After thirty years of fruitless effort by the Royal Observatory, the issue came to a head with the wreckage of four ships under the command of Sir Clowdisley Shovell, on the Isles of Scilly. The miscalculation, laid squarely on the feet of the longitude problem, killed more people than the sinking of the Titanic. The British government turned to Sir Isaac Newton and comet expert Edmond Halley for advice. In 1714, they passed the Act of Longitude, promising a prize of 20,000 pounds for a solution to the problem. In today’s value this would be over 30 million pounds.
At once the problem was open sourced and the prize money attracted the attention of people from all walks of life. In 1737, a village carpenter named John Harrison stunned the scientific establishment when he presented his solution to the Board of Longitude: a clock capable of keeping superb time at sea despite the rolling and pitching of the ship and extreme changes in temperature and humidity. While it was well known that knowing the correct time back in London could enable a navigator to calculate longitude using the sun, the technical obstacles to producing a sufficiently accurate clock were widely thought to be beyond human ingenuity. Harrison, spurred on by a fabulous prize, proved everyone wrong.45
Harrison’s discovery embarrassed the professional elites at the Royal Observatory. They did everything in their power to suppress the solution and prevent the payout of the prize money. The Astronomer Royal, James Bradley, used his influence to not only delay trials at sea but actually sent the clock with Harrison’s son into a war zone in an effort to be rid of it forever. Eventually the clock was tested on an eighty-one day journey to Jamaica and passed with flying colors, losing a mere five seconds of time, but leaders at the Observatory insisted further testing was needed. Harrison’s clocks eventually became the standard method of solving the longitude problem, but only after his death. He never received the full prize money but was paid a substantial purse in lieu of the award that never came.
In a world marked by information abundance and open systems the complex problems of our day should increasingly be opened to the wider community to solve. This will require humbitious leadership that resets the default setting away from professional elitism. In 2011 we launched a crowdsourcing initiative based on the question: what service could we offer the Great Commission community in North America that every church and mission organization would want? We offered a free book of the winner’s choice every month for ten years as the prize.
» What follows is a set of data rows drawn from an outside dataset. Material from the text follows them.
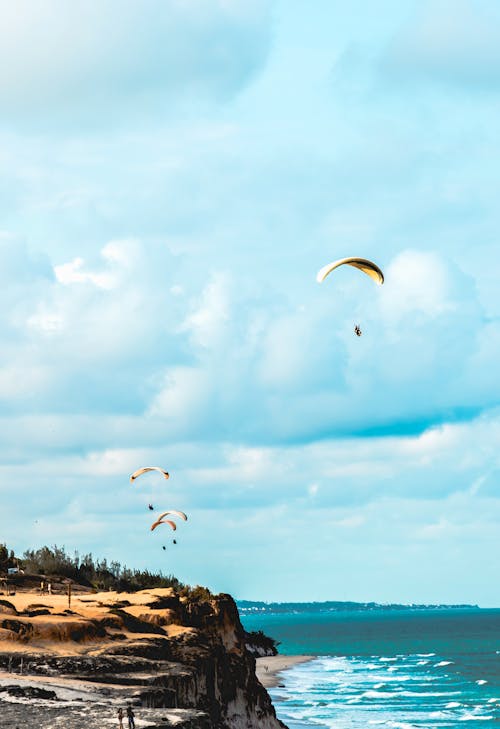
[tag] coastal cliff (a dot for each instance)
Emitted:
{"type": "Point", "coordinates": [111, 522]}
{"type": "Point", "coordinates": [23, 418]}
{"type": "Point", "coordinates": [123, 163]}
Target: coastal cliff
{"type": "Point", "coordinates": [179, 661]}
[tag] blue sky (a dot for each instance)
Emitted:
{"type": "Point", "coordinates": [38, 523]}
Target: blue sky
{"type": "Point", "coordinates": [172, 176]}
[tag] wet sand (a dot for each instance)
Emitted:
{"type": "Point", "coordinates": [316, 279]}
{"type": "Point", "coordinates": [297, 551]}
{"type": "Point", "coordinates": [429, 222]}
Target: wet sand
{"type": "Point", "coordinates": [276, 664]}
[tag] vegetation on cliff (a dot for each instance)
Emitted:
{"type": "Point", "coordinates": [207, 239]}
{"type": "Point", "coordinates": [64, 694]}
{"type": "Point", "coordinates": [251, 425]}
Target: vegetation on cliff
{"type": "Point", "coordinates": [98, 574]}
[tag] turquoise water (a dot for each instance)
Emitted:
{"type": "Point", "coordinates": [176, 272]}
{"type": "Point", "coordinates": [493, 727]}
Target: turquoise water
{"type": "Point", "coordinates": [401, 669]}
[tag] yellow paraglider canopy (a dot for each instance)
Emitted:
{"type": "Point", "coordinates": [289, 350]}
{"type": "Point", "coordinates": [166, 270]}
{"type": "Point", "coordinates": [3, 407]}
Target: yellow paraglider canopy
{"type": "Point", "coordinates": [371, 269]}
{"type": "Point", "coordinates": [172, 524]}
{"type": "Point", "coordinates": [140, 471]}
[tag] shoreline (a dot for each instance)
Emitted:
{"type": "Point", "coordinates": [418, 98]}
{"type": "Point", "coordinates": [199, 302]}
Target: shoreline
{"type": "Point", "coordinates": [268, 668]}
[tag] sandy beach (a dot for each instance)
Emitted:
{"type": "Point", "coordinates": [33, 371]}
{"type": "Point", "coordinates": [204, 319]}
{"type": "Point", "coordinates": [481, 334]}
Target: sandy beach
{"type": "Point", "coordinates": [268, 668]}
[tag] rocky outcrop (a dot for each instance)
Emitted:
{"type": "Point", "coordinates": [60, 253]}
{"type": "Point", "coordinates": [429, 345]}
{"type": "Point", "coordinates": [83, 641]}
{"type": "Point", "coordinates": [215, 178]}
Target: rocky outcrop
{"type": "Point", "coordinates": [154, 649]}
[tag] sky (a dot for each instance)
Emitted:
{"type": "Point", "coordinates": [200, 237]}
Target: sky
{"type": "Point", "coordinates": [172, 176]}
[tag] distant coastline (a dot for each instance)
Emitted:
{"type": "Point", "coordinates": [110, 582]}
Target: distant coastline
{"type": "Point", "coordinates": [250, 606]}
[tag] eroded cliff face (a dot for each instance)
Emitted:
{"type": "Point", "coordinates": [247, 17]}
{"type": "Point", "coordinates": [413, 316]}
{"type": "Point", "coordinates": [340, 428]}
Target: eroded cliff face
{"type": "Point", "coordinates": [153, 649]}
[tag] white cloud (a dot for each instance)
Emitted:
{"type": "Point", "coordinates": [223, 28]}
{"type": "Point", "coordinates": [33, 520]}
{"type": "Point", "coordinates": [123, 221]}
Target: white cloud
{"type": "Point", "coordinates": [93, 61]}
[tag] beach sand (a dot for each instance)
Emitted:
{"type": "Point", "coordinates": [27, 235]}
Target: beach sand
{"type": "Point", "coordinates": [276, 664]}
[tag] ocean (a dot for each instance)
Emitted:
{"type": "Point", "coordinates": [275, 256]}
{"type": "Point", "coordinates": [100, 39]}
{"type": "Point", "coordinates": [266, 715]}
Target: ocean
{"type": "Point", "coordinates": [385, 668]}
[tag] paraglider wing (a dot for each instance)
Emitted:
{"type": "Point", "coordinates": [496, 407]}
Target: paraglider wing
{"type": "Point", "coordinates": [181, 514]}
{"type": "Point", "coordinates": [371, 269]}
{"type": "Point", "coordinates": [140, 471]}
{"type": "Point", "coordinates": [167, 521]}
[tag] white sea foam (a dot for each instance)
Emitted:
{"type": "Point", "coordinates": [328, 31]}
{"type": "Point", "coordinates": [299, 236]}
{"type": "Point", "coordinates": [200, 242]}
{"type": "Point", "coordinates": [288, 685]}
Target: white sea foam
{"type": "Point", "coordinates": [475, 717]}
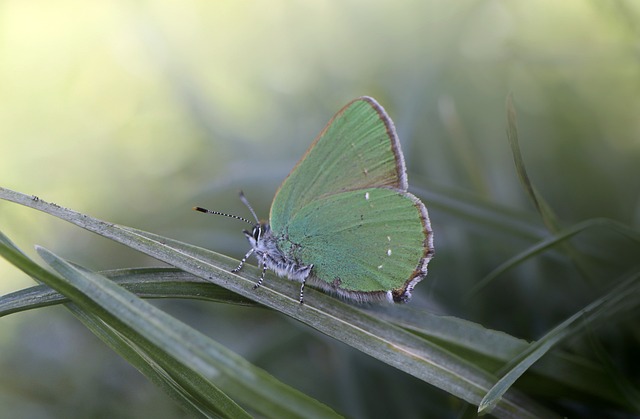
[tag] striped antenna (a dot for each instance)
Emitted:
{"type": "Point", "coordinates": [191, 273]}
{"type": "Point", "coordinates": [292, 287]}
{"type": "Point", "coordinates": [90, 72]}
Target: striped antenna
{"type": "Point", "coordinates": [244, 201]}
{"type": "Point", "coordinates": [206, 211]}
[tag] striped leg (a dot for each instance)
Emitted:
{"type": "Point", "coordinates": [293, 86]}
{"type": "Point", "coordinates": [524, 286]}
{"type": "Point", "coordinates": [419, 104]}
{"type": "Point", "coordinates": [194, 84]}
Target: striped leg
{"type": "Point", "coordinates": [304, 281]}
{"type": "Point", "coordinates": [264, 271]}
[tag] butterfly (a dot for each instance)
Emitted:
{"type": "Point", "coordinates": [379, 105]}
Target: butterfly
{"type": "Point", "coordinates": [343, 220]}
In the end we divided the prize between four winners and a combination of their ideas is driving a major new initiative for Missio Nexus.
Here are a few questions for you to explore; you may even consider an internal conversation to solicit the wisdom of the crowd. What are the most important problems your organization needs to resolve? What is keeping you from opening the door to your constituents to help you solve them? To what extent is a culture of elitism limiting your ability to find new ideas and solve big problems?